I was disappointed to hear Sonia S. backtrack from this important position and
apologize for her words in the last day of the hearings. She said she did not mean what
people were saying she meant. She said she meant to insult no one by her words, and
apologized for doing so. She said that her phrasing was “rhetorical flourish” that she now
regrets. She said that she had used these words while addressing girls and women, many
of whom were Latina, to inspire them.
I wish Sonia S. had tried to inspire the rest of the country and stood by her
statement and then explained her meaning more fully. I wish she had braved the moment
and clarified her thinking about power and its relationship to knowledge. I wish she had
said that from the site of power, one sees less because most powerful people do not look to see from other vantages than their own. In contrast, less powerful people have to look
beyond themselves because they must know what those more powerful than them
expect/demand from them.
One must look from more vantage points the less power one has, because success
and/or survival depend on this. One must know what the people with more power want so
one can try to do what is expected. There is a connection between power and knowledge:
the less power you have, the more knowledge you must discover and use. So a “Latina
woman” is usually ahead of the white man when it comes to seeing and understanding a
set of “facts”. She has had to learn how to see and know more to just get by, or to
The Senate hearings were a disappointment and troubling and not just because we
did not learn enough about Sonia S.’s legal thought. They were troubling because they
authorized a discourse of white male racial privilege in code: rationality and objectivity
must be chosen over empathy and compassion, which are too womanly, and not
lawyerlike enough. White racial and male privilege parade alongside each other here.
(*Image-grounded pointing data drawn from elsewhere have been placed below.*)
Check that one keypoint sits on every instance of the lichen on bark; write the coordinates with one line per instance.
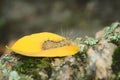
(97, 59)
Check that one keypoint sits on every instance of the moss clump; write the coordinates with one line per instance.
(116, 63)
(32, 66)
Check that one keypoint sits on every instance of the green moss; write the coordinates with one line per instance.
(116, 62)
(32, 66)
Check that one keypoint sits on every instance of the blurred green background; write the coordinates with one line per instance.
(67, 17)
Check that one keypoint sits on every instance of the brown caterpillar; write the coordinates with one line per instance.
(49, 44)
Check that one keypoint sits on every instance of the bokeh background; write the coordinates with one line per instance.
(66, 17)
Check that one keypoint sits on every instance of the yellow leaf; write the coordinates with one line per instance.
(44, 44)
Sonia S.’s statement about a “Latina woman” does not deny the importance of
neutrality and objectivity but rather makes clear that neither are achievable without first
recognizing how individual experience and identity are present. If one is to achieve
justice one first must expose her own biases. Silenced identities that are hidden are the
ones that are dangerous; revealed and spoken identities can be held accountable.
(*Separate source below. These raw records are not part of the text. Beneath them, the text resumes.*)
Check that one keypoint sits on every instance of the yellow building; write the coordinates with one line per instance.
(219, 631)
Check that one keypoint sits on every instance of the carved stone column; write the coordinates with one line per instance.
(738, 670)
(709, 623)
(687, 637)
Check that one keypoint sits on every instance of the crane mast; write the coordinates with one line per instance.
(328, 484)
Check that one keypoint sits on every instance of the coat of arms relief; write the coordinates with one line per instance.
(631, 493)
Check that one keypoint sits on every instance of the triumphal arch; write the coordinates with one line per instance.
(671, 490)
Supposedly, in order to be considered worthy of the Court one must represent the
mainstream, which is code for status quo. But justices should not be of the mainstream.
They instead should be constantly examining and critiquing, especially that which is
understood as established and acceptable. This is not judicial activism, or radicalism, or
prejudice, but rather intellectual and ethical curiosity. And all kinds of people, from
outside the racial, gender, class, mainstream, are needed.
Sonia S. was said to be racist; while white men are assumed to be neutral. Before
the hearings right wing talk show hosts called her a bigot and racist. According to Rush
Limbaugh Sonia S. hates white men. Look at what she did to the white New Haven
firefighters? She judged that a test they took was unfair to Blacks and therefore an
inappropriate part of the vetting process.
Sonia S. will inevitably be confirmed as the next justice to the Supreme Court. It
would be so much more pleasing that she became the next justice without having to deny
her specific contribution as a Latina woman. This would herald an embrace of a diversity
that does not hide from the richness of our differences, nor silence the gender and racial
privilege that protects an exclusionary mainstream.